Referring to an image of FIG. 7, the data decoding circuit 230 may decode data into a value of the high level H because an output value of a certain sampler at a point (a) is higher than the first reference voltage VREFP and the second reference voltage VREFN.

Also, the data decoding circuit 230 uses a method of decoding the data into a value fo the middle level M because the output value of the certain sampler at a point (b) is lower than the first reference voltage VREFP and is higher than the second reference voltage VREFN.

In addition, there are noises in the supply voltage VDD and the ground node GND of the transmission chip 100 and the reception chip 200. Accordingly, a reference offset occurs through a difference in voltage level due to a noise difference between the transmission chip 100 and the reception chip 200.

However, by applying the technology of the present disclosure, data of the three voltage levels H, M, and L and clock signals of the first and second reference voltages VREFP and VREFN include only the noise of the transmission chip 100 in the same manner as each other, and accordingly, the data and clock signals are not affected by a reference offset.

Also, noises of the transmission chip 100 and the reception chip 200 may be removed through differential comparison in the reception chip 200. Accordingly, the reception chip 200 does not require a separate circuit for compensating for the reference offset and supply voltage noise, and solves the problem of noise and reference offset together.

According to the present disclosure, it is possible to implement a chiplet that may reduce noise and reference offset, which are generated while signals are transmitted and received between SOCs constituting the chiplet, by using a PMA3 multi-level signal.

Specifically, a transceiver included in the chiplet transmits a multi-level clock signal with the same voltage level as a plurality of reference voltages through a reference voltage for distinguishing the multi-level clock signal, and differentially compares a data signal with the multi-level clock signal to remove the noise included in the signals.

Also, the technology of the present disclosure uses multiple levels of clocks as reference voltages without using a separate channel for transmitting the reference voltages or without using a digital-to-analog conversion circuit in a receiving device, and thus, an area of a transceiver may be reduced, and the degree of integration of a circuit may be increased.

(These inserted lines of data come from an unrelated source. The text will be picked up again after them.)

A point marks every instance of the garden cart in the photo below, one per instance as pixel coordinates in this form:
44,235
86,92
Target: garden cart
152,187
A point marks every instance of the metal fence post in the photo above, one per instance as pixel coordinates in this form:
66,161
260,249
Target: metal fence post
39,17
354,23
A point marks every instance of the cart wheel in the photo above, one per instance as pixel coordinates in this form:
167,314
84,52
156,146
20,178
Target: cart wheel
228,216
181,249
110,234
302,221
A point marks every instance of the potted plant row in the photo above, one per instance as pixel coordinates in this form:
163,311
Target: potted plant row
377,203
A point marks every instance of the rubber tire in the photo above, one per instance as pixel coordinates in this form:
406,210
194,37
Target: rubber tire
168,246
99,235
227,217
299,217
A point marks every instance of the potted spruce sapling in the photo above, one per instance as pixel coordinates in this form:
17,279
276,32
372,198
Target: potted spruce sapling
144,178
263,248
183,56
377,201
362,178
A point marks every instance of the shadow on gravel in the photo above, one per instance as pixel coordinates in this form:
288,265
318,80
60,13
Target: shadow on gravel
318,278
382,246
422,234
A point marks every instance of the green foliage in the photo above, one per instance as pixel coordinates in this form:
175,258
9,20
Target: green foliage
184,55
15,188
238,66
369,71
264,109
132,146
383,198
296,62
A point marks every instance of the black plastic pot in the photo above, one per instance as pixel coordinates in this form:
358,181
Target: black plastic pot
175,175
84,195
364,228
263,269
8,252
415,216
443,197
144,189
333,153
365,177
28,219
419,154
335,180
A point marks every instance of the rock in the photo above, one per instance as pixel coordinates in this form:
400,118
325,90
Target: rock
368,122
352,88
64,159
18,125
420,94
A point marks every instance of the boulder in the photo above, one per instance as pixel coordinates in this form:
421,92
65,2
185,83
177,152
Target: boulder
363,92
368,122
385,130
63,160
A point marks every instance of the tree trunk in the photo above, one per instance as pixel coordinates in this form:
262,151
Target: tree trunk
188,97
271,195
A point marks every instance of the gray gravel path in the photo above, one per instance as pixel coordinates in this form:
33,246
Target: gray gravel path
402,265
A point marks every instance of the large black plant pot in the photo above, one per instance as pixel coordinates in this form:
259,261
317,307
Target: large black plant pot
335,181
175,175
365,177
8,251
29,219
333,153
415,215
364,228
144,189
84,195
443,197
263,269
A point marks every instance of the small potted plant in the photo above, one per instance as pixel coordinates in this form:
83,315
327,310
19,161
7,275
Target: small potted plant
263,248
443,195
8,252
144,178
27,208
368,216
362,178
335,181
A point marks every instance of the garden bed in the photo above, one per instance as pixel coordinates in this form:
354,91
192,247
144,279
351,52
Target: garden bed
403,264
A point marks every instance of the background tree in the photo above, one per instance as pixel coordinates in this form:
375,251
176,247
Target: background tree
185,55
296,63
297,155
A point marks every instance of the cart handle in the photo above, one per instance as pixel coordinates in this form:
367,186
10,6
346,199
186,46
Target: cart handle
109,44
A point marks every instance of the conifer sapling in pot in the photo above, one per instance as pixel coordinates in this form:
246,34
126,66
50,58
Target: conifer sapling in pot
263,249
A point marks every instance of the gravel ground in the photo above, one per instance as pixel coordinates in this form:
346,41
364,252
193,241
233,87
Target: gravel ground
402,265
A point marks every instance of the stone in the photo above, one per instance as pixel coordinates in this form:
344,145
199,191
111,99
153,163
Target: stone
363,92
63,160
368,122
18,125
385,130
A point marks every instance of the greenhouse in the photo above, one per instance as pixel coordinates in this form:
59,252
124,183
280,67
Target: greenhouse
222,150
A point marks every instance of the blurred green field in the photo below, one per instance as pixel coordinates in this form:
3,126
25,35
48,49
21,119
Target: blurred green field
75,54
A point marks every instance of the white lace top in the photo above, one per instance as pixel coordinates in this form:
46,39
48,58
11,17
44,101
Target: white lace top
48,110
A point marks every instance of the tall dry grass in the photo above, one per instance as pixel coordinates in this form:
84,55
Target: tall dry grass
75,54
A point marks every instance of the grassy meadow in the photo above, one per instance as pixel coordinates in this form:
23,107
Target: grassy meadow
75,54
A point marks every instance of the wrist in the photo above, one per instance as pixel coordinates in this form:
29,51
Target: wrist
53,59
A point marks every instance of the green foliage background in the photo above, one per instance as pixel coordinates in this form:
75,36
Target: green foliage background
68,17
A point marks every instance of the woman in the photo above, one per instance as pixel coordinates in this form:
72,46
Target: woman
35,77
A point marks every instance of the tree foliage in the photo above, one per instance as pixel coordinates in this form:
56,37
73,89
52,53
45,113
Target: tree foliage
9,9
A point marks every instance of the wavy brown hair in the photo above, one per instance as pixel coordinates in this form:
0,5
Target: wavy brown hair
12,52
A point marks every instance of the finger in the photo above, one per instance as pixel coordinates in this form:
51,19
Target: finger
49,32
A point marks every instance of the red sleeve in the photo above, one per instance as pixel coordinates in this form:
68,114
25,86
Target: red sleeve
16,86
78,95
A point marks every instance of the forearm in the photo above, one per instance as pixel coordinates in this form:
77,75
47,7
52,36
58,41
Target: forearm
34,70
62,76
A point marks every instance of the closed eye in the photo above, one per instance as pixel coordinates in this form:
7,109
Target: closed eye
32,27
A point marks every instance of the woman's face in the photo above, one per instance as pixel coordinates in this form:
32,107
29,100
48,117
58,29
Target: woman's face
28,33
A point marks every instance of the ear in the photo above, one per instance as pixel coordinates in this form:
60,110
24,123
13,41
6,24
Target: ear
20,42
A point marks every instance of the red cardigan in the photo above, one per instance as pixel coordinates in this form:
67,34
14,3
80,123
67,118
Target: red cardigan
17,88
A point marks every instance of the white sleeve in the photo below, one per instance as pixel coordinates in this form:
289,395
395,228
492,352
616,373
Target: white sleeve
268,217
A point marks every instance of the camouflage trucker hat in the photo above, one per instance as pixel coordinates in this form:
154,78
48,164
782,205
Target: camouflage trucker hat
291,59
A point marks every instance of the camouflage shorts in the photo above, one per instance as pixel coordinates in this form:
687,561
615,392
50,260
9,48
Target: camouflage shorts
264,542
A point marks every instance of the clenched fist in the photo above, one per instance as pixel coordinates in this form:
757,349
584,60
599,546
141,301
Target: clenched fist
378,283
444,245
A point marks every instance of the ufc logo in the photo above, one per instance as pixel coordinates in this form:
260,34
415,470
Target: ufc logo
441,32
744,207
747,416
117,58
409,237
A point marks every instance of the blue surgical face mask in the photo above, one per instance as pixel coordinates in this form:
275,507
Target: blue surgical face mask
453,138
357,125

An embodiment of the present disclosure may be implemented in the form of a recording medium including instructions executable by a computer, such as a program module executed by a computer. A computer readable medium may be any available medium that may be accessed by a computer and includes both volatile and nonvolatile media, removable and non-removable media. Also, the computer readable medium may include a computer storage medium. A computer storage medium includes both volatile and nonvolatile media and removable and non-removable media implemented by any method or technology for storing information, such as computer readable instructions, data structures, program modules or other data.

Although the method and system of the present disclosure are described with respect to specific embodiments, some or all of components or operations thereof may be implemented by using a computer system having a general-purpose hardware architecture.

The above descriptions of the present disclosure are for illustrative purposes only, and those skilled in the art to which the present disclosure belongs will understand that the present disclosure may be easily modified into another specific form without changing the technical idea or essential features of the present disclosure. Therefore, the embodiments described above should be understood as illustrative in all respects and not limiting. For example, each component described as a single type may be implemented in a distributed manner, and similarly, components described in a distributed manner may also be implemented in a combined form.